Die fast vergessene Mikronation Freistaat Flaschenhals

In Zeiten, in denen Nationen aus Staatenbündnissen austreten, austreten wollen oder drohen, auszutreten, kann man ruhig mal an den Freistaat Flaschenhals erinnern, eine kuriose Mikronation auf deutschem Boden, die lange schon Geschichte ist, aber eher selten im Geschichtsunterricht behandelt wird.

Ein Land, das einen Krieg verliert, ist den strategischen Plänen der Sieger ausgeliefert. So erging es auch Deutschland nach dem Ersten Weltkrieg. Das westlich des Rheins gelegene Gebiet wurde von den Armeen der Siegermächte besetzt. Für eine militärische Präsenz östlich des Rheins richteten die Alliierten bei Köln, Koblenz und Mainz außerdem halbkreisförmige Brückenköpfe mit einem Radius von jeweils 30 km ein. Der französische Brückenkopf von Mainz und der amerikanische Brückenkopf von Koblenz berührten sich bei Laufenselden im Taunus und ließen dabei einen freien Raum zwischen sich. Dieses unbesetzte Gebiet besaß die Form eines Flaschenhalses.
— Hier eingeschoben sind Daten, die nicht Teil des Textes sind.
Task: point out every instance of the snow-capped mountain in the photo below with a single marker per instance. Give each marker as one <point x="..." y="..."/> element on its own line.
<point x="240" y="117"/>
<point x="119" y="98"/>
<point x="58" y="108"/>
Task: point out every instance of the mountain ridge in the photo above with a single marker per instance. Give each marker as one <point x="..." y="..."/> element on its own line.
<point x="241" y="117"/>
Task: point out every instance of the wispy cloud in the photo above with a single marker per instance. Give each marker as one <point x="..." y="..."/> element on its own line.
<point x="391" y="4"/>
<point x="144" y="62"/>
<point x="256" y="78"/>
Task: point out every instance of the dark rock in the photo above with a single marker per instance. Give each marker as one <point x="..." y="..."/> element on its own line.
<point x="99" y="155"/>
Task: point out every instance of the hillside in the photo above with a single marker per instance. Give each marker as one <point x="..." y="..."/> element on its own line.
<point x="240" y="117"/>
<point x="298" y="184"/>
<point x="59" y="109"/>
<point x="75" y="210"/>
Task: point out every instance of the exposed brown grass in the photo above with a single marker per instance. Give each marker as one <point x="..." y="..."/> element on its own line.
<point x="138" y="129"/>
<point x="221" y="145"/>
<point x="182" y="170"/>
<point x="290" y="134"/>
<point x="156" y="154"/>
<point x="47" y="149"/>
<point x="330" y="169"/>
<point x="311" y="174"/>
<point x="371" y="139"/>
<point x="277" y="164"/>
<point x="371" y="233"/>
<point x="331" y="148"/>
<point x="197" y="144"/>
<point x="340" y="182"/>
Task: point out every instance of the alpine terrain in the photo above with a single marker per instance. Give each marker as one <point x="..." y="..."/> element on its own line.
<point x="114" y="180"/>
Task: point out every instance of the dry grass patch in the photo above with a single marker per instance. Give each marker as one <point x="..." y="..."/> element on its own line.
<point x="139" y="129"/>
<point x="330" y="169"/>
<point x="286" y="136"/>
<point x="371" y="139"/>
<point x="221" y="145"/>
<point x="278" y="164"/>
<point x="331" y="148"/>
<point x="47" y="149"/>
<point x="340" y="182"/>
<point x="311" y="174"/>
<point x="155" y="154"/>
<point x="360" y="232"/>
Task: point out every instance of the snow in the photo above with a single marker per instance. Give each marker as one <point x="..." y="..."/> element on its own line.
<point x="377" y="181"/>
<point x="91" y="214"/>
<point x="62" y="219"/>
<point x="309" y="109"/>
Das schmale Gebiet, bestehend aus den Kennt-kein-Mensch-Orten Lorch, Kaub, Lorchhausen, Sauerthal, Ransel, Wollmerschied, Welterod, Zorn, Strüth, Egenroth und Laufenselden, war plötzlich auf sich gestellt, unbesetzt von den Siegermächten des Ersten Weltkriegs und abgeschnitten vom übrigen, unbesetzten Deutschland. Der absurde, aus geografischer Missplanung und politischer Unflexibilität geborene Freistaat Flaschenhals, wie die gut 17.000 Einwohner ihn selbst nannten, war eigentlich nicht überlebensfähig. Es gab keine vernünftigen Straßenverbindungen zu anderen Orten außerhalb des Flaschenhalses mehr, Eisenbahnzüge durften nicht halten, auch andere Versorgungswege waren politisch nicht realisierbar. Der Freistaat Flaschenhals war ein quasi-rechtsfreies Niemandsland, das sich durch Schmuggel über Wasser hielt.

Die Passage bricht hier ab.